Дарк подтащил ближе к костру ствол поваленного дерева. Вождь сел и потер ладонью старую рану на бедре. Его собака с рваным ухом принялась обнюхивать лосося, но, стоило хозяину один раз на нее глянуть, тут же покорно улеглась в ногах. Дарк тоже сел. Арк вспорхнула на дерево и, сидя на ветке, недобро поглядывала на собаку.

Торак не садился, он стоял и нервно сжимал и разжимал кулаки. Дальний Север – это бескрайний холод без деревьев, где всем правят огромные белые медведи. Они с Ренн бывали там однажды и только по счастливой случайности выбрались оттуда живыми.

– Расскажи мне об этом Крае Мира. Ты там бывал?

Фин-Кединн тряхнул головой:

– Нет, но в молодости я охотился с племенем Песца. Они мне кое-что рассказали.

– Значит, ты можешь рассказать об этом мне.

– Сначала тебе было бы неплохо поесть.

– Я не голоден…

– А выглядишь так, будто несколько дней не ел. Сядь. И поешь.
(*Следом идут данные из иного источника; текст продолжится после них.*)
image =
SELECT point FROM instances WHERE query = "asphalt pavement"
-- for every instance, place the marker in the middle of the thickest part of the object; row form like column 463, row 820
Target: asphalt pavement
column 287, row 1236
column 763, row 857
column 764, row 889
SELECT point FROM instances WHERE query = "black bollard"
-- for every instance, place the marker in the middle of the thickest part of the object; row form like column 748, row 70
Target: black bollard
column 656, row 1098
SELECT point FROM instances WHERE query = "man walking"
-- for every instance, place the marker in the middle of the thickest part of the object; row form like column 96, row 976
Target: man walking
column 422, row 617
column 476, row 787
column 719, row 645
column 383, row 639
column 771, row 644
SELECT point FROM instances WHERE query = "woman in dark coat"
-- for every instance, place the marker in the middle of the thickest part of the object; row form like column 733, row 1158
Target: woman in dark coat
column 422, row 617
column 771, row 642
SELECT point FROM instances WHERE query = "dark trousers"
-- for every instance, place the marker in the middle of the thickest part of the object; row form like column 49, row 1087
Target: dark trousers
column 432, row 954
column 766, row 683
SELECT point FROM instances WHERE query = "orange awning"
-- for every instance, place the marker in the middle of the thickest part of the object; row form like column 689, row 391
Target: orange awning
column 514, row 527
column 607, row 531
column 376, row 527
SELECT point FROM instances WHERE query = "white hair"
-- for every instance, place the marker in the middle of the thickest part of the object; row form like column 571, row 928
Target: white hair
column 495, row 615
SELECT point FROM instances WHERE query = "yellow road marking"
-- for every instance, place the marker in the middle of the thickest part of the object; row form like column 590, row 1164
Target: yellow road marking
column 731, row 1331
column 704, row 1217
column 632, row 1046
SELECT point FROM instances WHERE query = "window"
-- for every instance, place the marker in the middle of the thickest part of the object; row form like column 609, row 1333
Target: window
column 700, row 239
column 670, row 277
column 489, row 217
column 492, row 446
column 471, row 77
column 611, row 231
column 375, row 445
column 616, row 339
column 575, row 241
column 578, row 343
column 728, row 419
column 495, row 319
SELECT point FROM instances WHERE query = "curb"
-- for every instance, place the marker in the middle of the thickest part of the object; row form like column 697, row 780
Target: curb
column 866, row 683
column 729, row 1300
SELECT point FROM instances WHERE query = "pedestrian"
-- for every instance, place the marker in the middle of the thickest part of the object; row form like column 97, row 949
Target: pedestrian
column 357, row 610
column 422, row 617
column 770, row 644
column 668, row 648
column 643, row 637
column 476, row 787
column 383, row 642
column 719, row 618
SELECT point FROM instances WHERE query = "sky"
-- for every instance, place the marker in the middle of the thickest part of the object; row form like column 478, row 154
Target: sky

И ты, Дарк, тоже, а пока ешь, расскажи мне о Ренн.

Когда Фин-Кединн говорил, его слушали и никогда не перечили.

Вот и Торак не стал перепираться, просто сел и зло уставился на костер, а потом понял, что действительно проголодался и накинулся на закоптившегося до черноты лосося.

А Фин-Кединн тем временем слушал Дарка.

Вождь племени Ворона был приемным отцом Торака, но в этот раз он не поприветствовал его, как обычно, – прикоснувшись лбом ко лбу. Торак из-за этого подумал, что приемный отец в душе винит его в бегстве Ренн.

Дарк закончил рассказ.

Фин-Кединн повернулся к Тораку:

– И Ренн никогда тебе ни о чем не говорила?

– Никогда и ничего, – пробормотал Торак в ответ.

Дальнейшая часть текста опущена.